One problem of Parquet user-defined key/value metadata is that, when 
merging footers of multiple Parquet files to generate the summary files, 
if two Parquet files have key/value entries with the same key but 
different values, Parquet doesn't know how to merge them, and simply 
throws an exception and gives up writing the summary file. If you're 
appending new data into an existing directory with old summary files, 
you may end up with stale summary files since the old ones are not 
properly overwritten.

This can be a problem in the case of schema evolution. For example, 
Spark SQL writes JSON-ized schema strings to Parquet files as key/value 
metadata. When appending new Parquet files into an existing directory 
containing existing files with different but compatible schemata, 
summary files can't be properly generated.
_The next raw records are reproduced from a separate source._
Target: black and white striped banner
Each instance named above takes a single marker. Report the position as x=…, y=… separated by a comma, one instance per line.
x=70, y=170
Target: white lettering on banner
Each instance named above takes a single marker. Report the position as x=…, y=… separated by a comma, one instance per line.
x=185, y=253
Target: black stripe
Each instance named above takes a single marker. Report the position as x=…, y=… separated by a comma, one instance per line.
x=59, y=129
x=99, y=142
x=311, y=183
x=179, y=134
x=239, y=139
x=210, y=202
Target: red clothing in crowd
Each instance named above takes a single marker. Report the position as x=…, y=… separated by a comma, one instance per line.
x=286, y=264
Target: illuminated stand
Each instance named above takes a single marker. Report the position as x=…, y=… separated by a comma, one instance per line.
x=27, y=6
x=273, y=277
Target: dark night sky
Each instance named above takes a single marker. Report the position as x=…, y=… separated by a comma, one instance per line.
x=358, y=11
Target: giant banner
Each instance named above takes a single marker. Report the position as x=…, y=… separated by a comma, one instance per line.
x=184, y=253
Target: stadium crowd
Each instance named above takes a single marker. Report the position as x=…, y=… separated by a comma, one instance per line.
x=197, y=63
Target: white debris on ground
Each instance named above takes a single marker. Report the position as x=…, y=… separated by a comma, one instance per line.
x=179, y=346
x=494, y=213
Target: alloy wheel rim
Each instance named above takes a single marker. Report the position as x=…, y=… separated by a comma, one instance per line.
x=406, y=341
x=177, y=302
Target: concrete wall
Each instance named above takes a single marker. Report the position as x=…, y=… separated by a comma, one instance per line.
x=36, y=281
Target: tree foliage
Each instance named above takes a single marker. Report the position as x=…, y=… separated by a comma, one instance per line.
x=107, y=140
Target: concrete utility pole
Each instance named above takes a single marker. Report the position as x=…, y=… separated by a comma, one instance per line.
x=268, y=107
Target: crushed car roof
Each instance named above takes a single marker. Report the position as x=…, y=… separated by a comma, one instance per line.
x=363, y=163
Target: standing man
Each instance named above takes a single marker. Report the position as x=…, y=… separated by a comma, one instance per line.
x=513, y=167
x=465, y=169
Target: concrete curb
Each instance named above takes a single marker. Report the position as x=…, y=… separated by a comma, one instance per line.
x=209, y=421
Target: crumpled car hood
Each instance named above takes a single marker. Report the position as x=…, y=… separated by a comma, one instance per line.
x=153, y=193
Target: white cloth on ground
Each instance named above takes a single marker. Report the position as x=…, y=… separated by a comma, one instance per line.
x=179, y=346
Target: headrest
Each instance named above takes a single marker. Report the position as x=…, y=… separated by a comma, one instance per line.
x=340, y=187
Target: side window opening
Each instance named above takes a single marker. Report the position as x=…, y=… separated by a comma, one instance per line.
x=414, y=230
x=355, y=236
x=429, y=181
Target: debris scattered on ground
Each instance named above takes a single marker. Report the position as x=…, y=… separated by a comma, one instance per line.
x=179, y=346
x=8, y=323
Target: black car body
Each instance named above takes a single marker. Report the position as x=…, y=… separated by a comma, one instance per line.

But in practice this isn't a big problem since Parquet summary files are 
not that important nowadays.

Cheng

On 6/16/16 1:19 PM, Wes McKinney wrote:
> To add a one bit of context, we're looking at the handling of integers
> other than INT32 and INT64 from the perspective of Apache Arrow. It
> seems that in Parquet 1 files, you may not be able to recover the
> original integer types from the file alone. The question is, should we
> put this metadata in the Parquet file? See
> https://github.com/apache/arrow/pull/89/files#diff-147a93dad8a2dfdac5531007c5c686b1R67
>
> If it may cause problems, we can leave the physical storage type as is
> and leave users to explicitly cast on deserialization to another
> integer type.
>
> Thanks,
> Wes
>
> On Thu, Jun 16, 2016 at 12:57 PM, Uwe Korn <uw...@xhochy.com> wrote:
>> Hello,
>>
>> I'm currently looking at the differences between Parquet 1 and Parquet 2 to
>> implement these versions as a switch in parquet-cpp. The only list I could
>> find is the rather undetailed changelog [1]. Is there maybe some better list
>> or do I need to go through the referenced changesets entries myself to find
>> the actual differences? (If the latter is the case, I'd also make a PR
>> afterwards that augments the documentation with some "(since version 2.0)"
>> markings. But I'm hoping a bit that there is some blog post or so out there
>> that could make my life easier.
>>
>> Thanks,
>>
>> Uwe
>>
>> [1] https://github.com/apache/parquet-format/blob/master/CHANGES.md
>>

Re: List of Additions to Parquet 2

Posted by Wes McKinney <we...@gmail.com>.

To add a one bit of context, we're looking at the handling of integers
other than INT32 and INT64 from the perspective of Apache Arrow. It
seems that in Parquet 1 files, you may not be able to recover the
original integer types from the file alone. The question is, should we
put this metadata in the Parquet file? See
https://github.com/apache/arrow/pull/89/files#diff-147a93dad8a2dfdac5531007c5c686b1R67

If it may cause problems, we can leave the physical storage type as is
and leave users to explicitly cast on deserialization to another
integer type.

Thanks,
Wes

On Thu, Jun 16, 2016 at 12:57 PM, Uwe Korn <uw...@xhochy.com> wrote:
> Hello,
>
> I'm currently looking at the differences between Parquet 1 and Parquet 2 to
> implement these versions as a switch in parquet-cpp. The only list I could
> find is the rather undetailed changelog [1]. Is there maybe some better list
> or do I need to go through the referenced changesets entries myself to find
> the actual differences? (If the latter is the case, I'd also make a PR
> afterwards that augments the documentation with some "(since version 2.0)"
> markings. But I'm hoping a bit that there is some blog post or so out there
> that could make my life easier.
>
> Thanks,
>
> Uwe
>
> [1] https://github.com/apache/parquet-format/blob/master/CHANGES.md
>